Q-learning is a simple value-based model that essentially learns what action is the best for each state. Q-learning works best for discrete action spaces and environments with finite states. We essentially maintain a Q-table which stores a value for each state, value pair. As we train our agent, we update these values to better represent the environment.
pip install gym
pip install tqdm
The FrozenLake environment is a 4x4 grid. The goal of our agent is to reach the bottom right corner of the grid where ther is a treasure chest while avoiding the holes. The agent can move left, down, right or up. If the agent reaches the treasure chest, a reward of +1 is received, while a reward of +0 is given if the agent hits a hole or moves to a frozen block of water.
The taxi environment is also a grid environment where there are four designated locations designated by the colors Red, Green, Yellow, and Blue. The passenger starts the episode at a random location on designated locations and has a destination at one of the other designated locations, while the taxi starts at a random location on the grid and has to pick up the passenger from their pickup location and drop them off at their dropoff location.

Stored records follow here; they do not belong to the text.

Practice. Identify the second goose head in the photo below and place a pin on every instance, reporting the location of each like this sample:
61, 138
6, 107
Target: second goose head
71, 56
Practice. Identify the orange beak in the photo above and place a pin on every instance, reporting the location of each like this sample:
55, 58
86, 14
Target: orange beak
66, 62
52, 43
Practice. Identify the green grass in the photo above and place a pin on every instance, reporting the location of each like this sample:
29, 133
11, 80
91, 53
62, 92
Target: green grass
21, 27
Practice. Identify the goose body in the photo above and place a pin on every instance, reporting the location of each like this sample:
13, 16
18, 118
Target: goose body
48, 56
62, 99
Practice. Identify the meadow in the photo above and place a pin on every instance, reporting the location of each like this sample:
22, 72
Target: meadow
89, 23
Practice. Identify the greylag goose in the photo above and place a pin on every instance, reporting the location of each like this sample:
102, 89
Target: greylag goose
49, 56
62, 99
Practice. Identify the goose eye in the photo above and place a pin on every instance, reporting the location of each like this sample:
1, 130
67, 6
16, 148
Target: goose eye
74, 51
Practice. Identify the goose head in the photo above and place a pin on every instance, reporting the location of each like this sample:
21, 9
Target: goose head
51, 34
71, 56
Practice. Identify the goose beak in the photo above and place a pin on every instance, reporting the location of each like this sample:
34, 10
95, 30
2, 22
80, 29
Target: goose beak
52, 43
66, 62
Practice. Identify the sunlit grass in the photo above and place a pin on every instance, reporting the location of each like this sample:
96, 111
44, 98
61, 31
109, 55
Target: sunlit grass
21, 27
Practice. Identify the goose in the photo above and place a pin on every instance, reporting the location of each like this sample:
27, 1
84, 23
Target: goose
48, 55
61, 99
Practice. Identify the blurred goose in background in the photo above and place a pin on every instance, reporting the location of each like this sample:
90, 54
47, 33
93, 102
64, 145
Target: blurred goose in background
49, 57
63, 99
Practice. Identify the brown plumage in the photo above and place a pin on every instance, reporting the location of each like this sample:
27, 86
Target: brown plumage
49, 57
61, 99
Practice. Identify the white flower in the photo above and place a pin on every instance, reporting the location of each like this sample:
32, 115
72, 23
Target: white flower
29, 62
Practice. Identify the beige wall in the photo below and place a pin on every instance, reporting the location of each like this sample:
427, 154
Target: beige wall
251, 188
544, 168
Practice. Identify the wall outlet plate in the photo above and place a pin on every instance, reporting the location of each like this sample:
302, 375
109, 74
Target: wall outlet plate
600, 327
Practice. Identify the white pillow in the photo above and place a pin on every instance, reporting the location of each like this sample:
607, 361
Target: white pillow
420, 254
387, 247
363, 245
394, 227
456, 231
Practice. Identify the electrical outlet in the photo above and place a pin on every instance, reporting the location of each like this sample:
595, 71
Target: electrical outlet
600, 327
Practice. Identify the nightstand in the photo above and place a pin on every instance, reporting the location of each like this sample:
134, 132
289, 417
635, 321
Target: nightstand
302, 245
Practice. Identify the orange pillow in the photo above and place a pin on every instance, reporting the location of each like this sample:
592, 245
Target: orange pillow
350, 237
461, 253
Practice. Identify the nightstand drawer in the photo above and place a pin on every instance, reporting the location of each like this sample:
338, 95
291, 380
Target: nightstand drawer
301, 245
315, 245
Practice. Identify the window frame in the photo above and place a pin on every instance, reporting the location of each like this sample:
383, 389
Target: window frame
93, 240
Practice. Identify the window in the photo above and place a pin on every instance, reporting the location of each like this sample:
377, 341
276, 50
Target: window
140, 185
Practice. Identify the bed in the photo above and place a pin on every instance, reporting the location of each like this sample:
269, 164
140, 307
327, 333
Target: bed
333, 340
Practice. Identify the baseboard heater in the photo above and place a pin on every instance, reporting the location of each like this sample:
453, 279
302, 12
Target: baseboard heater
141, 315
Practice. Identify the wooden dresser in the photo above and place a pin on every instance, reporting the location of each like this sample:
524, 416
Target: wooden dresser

The taxi can start at 25 different locations and since there are 5 different locations for the the pickup location and 4 different locations for the dropoff location, there are 500 unique discrete states in the environment. The taxi can move left, right, up, down, pickup and dropoff the passenger. The agent is rewarded with -1 reward at each step, +20 for dropping off the passenger and -10 for attempting to pickup a passenger where there is none or dropping off the passenger at a wrong location.
My simple Q-learning model was able to reach the treausre chest after just 10,000 training episodes.
After training for just 25,000 episodes, my model was able to receive an average score of 7.4 with a standard deviation of 2.79. This means that on average, our model takes around 12 steps to pickup and drop off the passenger.